Another example: Between the years 1890-1893, as a result of an additional 900 Jews who lived in 15 colonies,
9,000 Arabs arrived who decided to move to Jewish areas.
In other words, the population of internal Arab migrants chased after Jewish settlement and progress in the western part of the Land of Israel,
both with the establishment of the farming colonies and after. So the claim that the Arab population was expelled is simply not true (p.247).

The natural growth rate of the Arab population in areas of Jewish settlement was higher than in neighboring Arab countries.
This fact is suspicious, for even if we take into account the improved living conditions Arabs enjoyed thanks to Jewish efforts,
the required time to produce a change in way of life cannot result in such a rapid increase in natural growth as they claimed.

In effect, In cities were the vast majority of residents were Arabs, the Arab population only grew slightly;
in Gaza, the population even decreased. On the other hand, in areas of Jewish settlement,
the Arab population grew at an unprecedented rate (p.253, 254).

In the Hope-Simpson report, there is acknowledgement that it was customary for British officials
to turn a blind eye to illegal Arab immigration, except for extravagant cases. It is also noted in the report,
that such an immigration harms Jews who seek to come to the Land of Israel:
“When the case is extravagant, certainly you must expel. In a case which is not especially extravagant,
and when there is no objection from anyone, it is enough to maintain the existing procedure—
to deduct the immigrant from the workers quota, even if this system is to some extent unjust to the Jewish immigrant outside the land,
since his place is taken by the tourist” (p.288).
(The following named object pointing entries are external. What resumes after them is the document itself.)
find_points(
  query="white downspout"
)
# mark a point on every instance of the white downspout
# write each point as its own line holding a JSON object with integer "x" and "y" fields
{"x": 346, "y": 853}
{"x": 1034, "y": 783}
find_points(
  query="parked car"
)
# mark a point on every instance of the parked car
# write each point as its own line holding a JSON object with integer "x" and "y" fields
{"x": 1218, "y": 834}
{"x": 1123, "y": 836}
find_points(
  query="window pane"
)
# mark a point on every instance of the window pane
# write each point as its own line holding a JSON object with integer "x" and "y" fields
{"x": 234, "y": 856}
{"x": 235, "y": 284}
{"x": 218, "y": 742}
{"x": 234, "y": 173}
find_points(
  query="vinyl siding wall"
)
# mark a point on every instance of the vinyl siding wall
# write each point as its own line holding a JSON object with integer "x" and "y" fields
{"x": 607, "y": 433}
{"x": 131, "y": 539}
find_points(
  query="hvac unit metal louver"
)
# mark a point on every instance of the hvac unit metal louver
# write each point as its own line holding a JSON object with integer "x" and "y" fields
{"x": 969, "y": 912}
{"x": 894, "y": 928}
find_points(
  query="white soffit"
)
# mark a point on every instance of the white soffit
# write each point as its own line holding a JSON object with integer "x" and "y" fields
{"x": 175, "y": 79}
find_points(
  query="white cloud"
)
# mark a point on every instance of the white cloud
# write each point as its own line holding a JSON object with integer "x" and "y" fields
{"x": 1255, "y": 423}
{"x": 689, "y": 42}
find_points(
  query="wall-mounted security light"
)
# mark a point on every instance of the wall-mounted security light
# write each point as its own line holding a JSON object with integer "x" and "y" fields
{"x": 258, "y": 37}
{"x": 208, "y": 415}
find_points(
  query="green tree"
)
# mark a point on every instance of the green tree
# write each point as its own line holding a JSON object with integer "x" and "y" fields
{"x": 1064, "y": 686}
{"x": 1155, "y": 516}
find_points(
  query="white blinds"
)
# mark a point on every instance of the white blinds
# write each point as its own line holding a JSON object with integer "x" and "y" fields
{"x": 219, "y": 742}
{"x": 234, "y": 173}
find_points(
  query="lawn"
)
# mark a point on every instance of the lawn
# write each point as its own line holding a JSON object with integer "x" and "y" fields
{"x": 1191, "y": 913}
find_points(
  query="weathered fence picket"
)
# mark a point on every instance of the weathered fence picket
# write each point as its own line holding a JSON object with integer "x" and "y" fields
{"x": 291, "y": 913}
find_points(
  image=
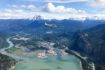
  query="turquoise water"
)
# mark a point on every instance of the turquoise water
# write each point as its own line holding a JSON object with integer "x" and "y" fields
{"x": 50, "y": 63}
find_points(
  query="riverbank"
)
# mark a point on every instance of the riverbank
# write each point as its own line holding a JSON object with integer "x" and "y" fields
{"x": 86, "y": 65}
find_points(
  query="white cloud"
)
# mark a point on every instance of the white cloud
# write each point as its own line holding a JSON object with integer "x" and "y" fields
{"x": 61, "y": 9}
{"x": 53, "y": 12}
{"x": 64, "y": 1}
{"x": 29, "y": 7}
{"x": 57, "y": 1}
{"x": 97, "y": 3}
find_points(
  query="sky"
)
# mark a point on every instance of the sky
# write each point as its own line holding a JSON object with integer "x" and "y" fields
{"x": 52, "y": 9}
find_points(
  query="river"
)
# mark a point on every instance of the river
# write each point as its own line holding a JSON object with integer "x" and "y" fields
{"x": 66, "y": 62}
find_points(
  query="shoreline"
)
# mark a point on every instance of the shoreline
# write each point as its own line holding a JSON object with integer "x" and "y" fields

Britain formed an Arab legion that controlled the border between Trans-Jordan and the Land of Israel.
Years before, in this same border, Colonel Mackereth struggled to establish a system of identification cards
with the objective of preventing illegal Arab immigration as well as the smuggling of weapons.
Even after the system was implemented, there was still wide-scale Arab immigration from Syria and Trans-Jordan into the Land of Israel (p.357).
As the American-British report determined after the war:
“It was implemented, time after time, not to implement a compelling system of identification” (p.358).
Only in one instance did the British actually expel Arabs: “if he drew the attention of the Police”.
In this case, the immigrant’s fate would be “to be deported”.
It can be understood from British memorandums that another 140 – 406 Arab immigrants were deported between January and March in 1942.
Its worth noting that the Arabs who were deported were taken to the border—
which was guarded by Arab Legion soldiers who ordered them to “go back home”, to their homelands (p.359).